Ich sehe allerdings ein ganz anderes Problem, welches sich Wohnungsbeschaffung nennt.
Wenn Du unter 25 Jahre alt bist, kann Dich das Jobcenter/die Arge dazu verdonnern bei Deinen Eltern einzuziehen.
Allerdings nur wenn es "zumutbar" ist.
Unzumutbar ist es wenn die Wohnung eh zu klein ist oder wenn Dich Deine Eltern verprügeln (der Nachweis ist zu erbringen, z.B. durch eine Anzeige wegen Körperverletzung).
Das Argument "ich verstehe mich einfach nicht mehr mit meinen Eltern" gilt nicht als unzumutbar.
Wenn die Unzumutbarkeit nicht erreicht ist, Du noch keine 25 bist und Dich Deine Eltern "vor die Tür" setzen, bekommen Deine Eltern ein Problem mit dem Amt.
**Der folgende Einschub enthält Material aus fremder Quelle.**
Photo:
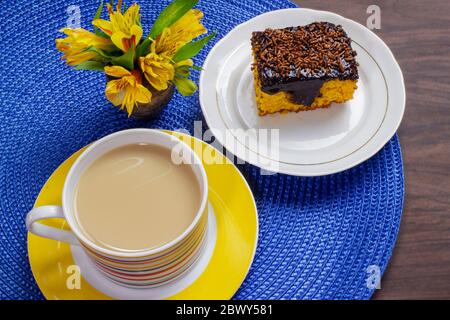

Einen Umzug solltest Du Dir vorher vom Amt durch vorlegen eines Mietvertragentwurfs genehmigen lassen (den Mietvertrag unbedingt erst nach der Genehmigung unterschreiben), andernfalls kann es passieren daß sie nicht die volle Miete übernehmen.
Der (künftige) Mietvertrag muß natürlich auf Deinen Namen laufen.
Allerdings dürften die Behördengänge und auch die Beschaffung eines Mietvertragentwurfs aus dem Ausland heraus etwas schwierig sein.
Auf der anderen Seite kannst Du aber auch nicht einfach nach Deutschland zurück kommen und dann erst die Behördengänge (deren Mühlen mahlen langsam) und die Wohnungssuche (man muß auch erstmal eine für Hartz4 "angemessene" Wohnung finden) erledigen.
Wo solltest Du schließlich in der Übergangszeit unterkommen?!
Und wenn Du erstmal irgendwo untergekommen bist, kann das Amt Dir einen Umzu genehmiegen, aber auch verweigern (überlege Dir also genau wo Du erstmal unterkommen willst).
Ich würde mich daher schon jetzt mit dem für Dich zukünftig zuständigen Amt in Verbindung setzen.
Kontaktdaten (inkl. eMail-Adressen) findest Du auf der Homepage der Arbeitsagentur unter "Partner vor Ort".
Erfrage auch gleich die Mietobergrenze.
Wenn Du nachweisen kannst daß für die Mietobergrenze keine Wohnungen zu finden sind (Ansprüche auf die Beschaffenheit/Lage der Wohnung darfst Du natürlich nicht stellen), muß das Amt auch höhere Mietkosten übernehmen.
Daß Du dann aber nicht eine Luxusvilla beziehen darfst, sollte selbstverständlich sein. 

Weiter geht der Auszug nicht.